No cabe duda de que el joven británico Benjamin Grosvenor es un buen pianista. Los éxitos cosechados sobre el escenario y en su aún corta discografía lo avalan. Lo mínimo que cabía esperar por lo tanto era un dominio técnico absoluto y una gran habilidad para moverse por el teclado, como quedó ampliamente demostrado en este concierto. Es en el terreno expresivo donde esta agilidad quedó a nuestro juicio más limitada.

Lo que más llama la atención es su capacidad de concentración. Se zambulle en el teclado mirándolo ensimismado y buscando un lenguaje propio, distinto y original que defina su pianismo y le dé una entidad propia. Se esfuerza por transmitir, jugando con las posibilidades expresivas del instrumento, marcando contrastes y dinámicas, queriendo decir cosas que no afloran y se quedan en mera epidermis fruto más de impostura que de sinceridad.

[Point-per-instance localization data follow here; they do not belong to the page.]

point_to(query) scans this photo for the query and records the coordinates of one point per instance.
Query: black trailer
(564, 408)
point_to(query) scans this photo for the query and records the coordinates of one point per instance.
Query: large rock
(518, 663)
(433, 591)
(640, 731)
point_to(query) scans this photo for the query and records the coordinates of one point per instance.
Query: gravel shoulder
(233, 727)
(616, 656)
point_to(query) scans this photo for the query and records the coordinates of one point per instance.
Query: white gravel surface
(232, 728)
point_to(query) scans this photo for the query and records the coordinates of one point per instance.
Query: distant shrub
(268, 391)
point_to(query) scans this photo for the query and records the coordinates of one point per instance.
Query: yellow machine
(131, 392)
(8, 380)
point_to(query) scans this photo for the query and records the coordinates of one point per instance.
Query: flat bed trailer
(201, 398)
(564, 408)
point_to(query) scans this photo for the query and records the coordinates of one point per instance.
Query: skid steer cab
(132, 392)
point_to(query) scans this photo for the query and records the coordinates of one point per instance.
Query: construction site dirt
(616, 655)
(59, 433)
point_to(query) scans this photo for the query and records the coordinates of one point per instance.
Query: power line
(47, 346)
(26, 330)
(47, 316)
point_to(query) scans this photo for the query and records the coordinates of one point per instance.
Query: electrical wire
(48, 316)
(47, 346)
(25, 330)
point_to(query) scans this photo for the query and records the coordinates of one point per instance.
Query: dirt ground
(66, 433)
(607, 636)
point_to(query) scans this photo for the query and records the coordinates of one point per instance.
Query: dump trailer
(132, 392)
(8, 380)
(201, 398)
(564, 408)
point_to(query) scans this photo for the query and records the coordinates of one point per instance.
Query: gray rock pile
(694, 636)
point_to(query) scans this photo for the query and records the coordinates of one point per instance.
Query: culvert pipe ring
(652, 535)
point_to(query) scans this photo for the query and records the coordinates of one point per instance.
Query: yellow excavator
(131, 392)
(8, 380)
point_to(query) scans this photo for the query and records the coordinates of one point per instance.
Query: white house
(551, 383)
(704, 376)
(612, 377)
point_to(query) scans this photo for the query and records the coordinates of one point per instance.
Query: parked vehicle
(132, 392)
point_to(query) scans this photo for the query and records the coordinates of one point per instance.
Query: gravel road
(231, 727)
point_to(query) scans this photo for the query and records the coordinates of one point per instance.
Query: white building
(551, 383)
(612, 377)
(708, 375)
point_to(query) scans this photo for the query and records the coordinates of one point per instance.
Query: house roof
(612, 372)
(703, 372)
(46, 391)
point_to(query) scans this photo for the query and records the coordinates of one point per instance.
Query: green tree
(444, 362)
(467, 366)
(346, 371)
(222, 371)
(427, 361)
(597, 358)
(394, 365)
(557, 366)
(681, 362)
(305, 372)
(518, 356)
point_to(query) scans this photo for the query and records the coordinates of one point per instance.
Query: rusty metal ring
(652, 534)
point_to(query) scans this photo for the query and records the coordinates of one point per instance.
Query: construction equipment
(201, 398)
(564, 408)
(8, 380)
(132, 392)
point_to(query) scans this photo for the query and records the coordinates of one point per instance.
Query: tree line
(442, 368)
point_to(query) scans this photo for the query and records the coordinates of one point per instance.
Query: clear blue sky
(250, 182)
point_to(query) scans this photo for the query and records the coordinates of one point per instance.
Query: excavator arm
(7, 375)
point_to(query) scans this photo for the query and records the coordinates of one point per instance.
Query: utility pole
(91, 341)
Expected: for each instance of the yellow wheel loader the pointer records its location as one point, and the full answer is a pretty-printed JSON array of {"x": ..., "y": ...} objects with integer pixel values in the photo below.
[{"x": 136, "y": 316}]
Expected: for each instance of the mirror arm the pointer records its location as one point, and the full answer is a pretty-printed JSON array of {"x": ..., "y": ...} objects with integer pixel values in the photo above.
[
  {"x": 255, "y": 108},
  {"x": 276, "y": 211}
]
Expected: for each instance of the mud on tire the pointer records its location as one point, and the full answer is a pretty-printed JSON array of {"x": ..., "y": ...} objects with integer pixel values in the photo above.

Tiempo tendrá de ir perfilando esa ambición, pero de momento su capacidad para emocionar se nos antoja algo corta.

Impregnado en todo momento de un carácter apesadumbrado y melancólico, su Rameau estuvo más cerca del romanticismo casi impresionista de Saint-Saëns, que publicó su transcripción para piano. La Chacona de Bach según Busoni sonó contundente y matizada, pero no suficientemente dramática; con Franck sin embargo se mostró muy sensible para las texturas, con pianissimi cautivadores y una estética muy lisztiana. Tras un Chopin a ratos caprichoso y acelerado siguió un Granados de nuevo atento, íntimo, muy melódico y por fin desenfadado en El Pelele, apéndice de las celebradas Goyescas.